The reason why human development was so painfully slow for such a
long period of time was precisely the very low level of development of
the productive forces. The real development begins already in the phase
of barbarism, as explained above. This was a progressive development in
its day, but was overtaken, negated and superseded by a higher form that
was slavery.
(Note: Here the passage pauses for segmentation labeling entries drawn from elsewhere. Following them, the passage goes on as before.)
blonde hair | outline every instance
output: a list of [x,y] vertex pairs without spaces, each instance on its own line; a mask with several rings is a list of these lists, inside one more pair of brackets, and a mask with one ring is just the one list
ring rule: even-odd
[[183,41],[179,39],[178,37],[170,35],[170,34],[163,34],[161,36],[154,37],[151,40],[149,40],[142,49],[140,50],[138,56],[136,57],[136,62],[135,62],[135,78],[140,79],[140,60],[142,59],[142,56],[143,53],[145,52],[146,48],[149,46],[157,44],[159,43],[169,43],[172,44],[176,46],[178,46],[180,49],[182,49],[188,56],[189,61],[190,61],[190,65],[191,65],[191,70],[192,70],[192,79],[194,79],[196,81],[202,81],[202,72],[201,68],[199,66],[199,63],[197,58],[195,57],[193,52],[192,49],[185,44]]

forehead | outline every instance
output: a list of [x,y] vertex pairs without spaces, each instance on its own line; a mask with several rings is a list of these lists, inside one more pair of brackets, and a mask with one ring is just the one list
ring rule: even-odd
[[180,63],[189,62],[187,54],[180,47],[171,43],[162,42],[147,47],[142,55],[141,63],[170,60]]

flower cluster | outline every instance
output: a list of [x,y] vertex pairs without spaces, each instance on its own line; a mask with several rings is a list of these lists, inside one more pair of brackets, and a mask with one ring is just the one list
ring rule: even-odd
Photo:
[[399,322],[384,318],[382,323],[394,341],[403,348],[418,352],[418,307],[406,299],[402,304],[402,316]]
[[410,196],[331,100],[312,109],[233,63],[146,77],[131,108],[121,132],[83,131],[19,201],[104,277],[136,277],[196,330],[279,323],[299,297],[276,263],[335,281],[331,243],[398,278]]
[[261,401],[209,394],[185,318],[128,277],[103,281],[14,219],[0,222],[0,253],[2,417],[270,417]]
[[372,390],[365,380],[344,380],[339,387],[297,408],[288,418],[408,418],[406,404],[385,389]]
Old Hegel, that wonderfully profound thinker, writes: "It
was not so much
from slavery as
through slavery that humanity was emancipated." (
Lectures on the Philosophy of History, p. 407)
The Romans utilised brute force to subjugate other peoples, sold
entire cities into slavery, slaughtered thousands of prisoners of war
for amusement in the public circus, and introduced such refined methods
of execution as crucifixion. Yes, all that is perfectly true. And yet,
when we come to consider where all our modern civilization, our culture,
our literature, our architecture, our medicine, our science, our
philosophy, even in many cases our language, comes from, the answer is -
from Greece and Rome.
It is not a difficult task to read out a long list of the crimes of
the Romans (or the feudal lords or the modern day capitalists). It is
even possible to compare them unfavourably, at least in some respects,
to the barbarian tribes against which they were more or less constantly
at war. This is not new. In fact, you can read numerous passages in the
writings of the Roman historian Tacitus who does precisely that. But it
does not carry us a single step forward in our understanding of history.
Only by consistently applying the method of historical materialism is
this possible.
The rise and fall of Rome
Although the labour of the individual slave was not very productive
(slaves must be compelled to work), the aggregate of large numbers of
slaves, as in the mines and
latifundia (large scale
agricultural units) in Rome in the last period of the Republic and the
Empire, produced a considerable surplus. At the height of the Empire,
slaves were plentiful and cheap and the wars of Rome were basically
slave hunts on a massive scale. But at a certain stage this system
reached its limits and then entered into a lengthy period of decline.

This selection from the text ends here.